- Episode no.: Season 5 Episode 5
- Directed by: Christopher Hodson
- Written by: John Hawkesworth
- Production code: 5
- Original air date: 5 October 1975

Episode chronology
| ← Previous "The Joy Ride" | Next → "An Old Flame" |

= Wanted – A Good Home =

"Wanted – A Good Home" is the fifth episode of the fifth and final series of the period drama Upstairs, Downstairs. It first aired on 5 October 1975 on ITV.

==Background==
"Wanted - A Good Home" was recorded in the studio on 6 and 7 March 1975, with the location footage having been filmed on 26 February in Eaton Place in Belgravia. John Hawkesworth, who wrote this episode, based some of the events seen in "Wanted - a Good Home" on his own childhood, having had a governess himself.

==Cast==
- Angela Baddeley - Mrs Bridges
- Gordon Jackson - Hudson
- Jean Marsh - Rose
- Hannah Gordon - Virginia Bellamy
- David Langton - Richard Bellamy
- Shirley Cain - Miss Treadwell
- Jenny Tomasin - Ruby
- Peter Forest - Bert
- Jacqueline Tong - Daisy
- Gareth Hunt - Frederick
- Anne Yarker - Alice Hamilton
- Jonathan Seely - William Hamilton
- Tracey Childs - Jennifer Chivers
- Danvers - Thimble

==Plot==
It is the spring of 1922 and William, who is now eight years old, is off to a boarding preparatory school. After asking Virginia, Rose buys Alice a small dog, called "Thimble", to keep Alice company after William leaves.

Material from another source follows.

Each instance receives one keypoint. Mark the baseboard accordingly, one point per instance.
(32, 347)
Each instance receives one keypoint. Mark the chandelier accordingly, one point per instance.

Shortly after William leaves, Richard and Virginia go to France. Miss Treadwell, the governess, has been put in charge in their absence and annoys the servants by taking tea in the morning room. The servants are dismayed when she has Alice given bread and water for a meal as a punishment for misbehaviour. Jennifer Chivers, a friend, joins Alice for her lessons with Miss Treadwell. When Thimble chews Miss Treadwell's shoe, she orders the dog to be presented to her the following morning so she can have it put down. However, the servants hide Thimble in Edward and Daisy's room above the garage, and tell Miss Treadwell and Alice that it has gone "missing". It reappears moments after Richard and Virginia return home.

Miss Treadwell immediately complains about the behaviour of the servants, making many accusations against them. Virginia dismisses Miss Treadwell with four weeks wages in lieu of notice. It is decided that instead of having another governess, Alice will go to a day school in London - which Alice is very happy about.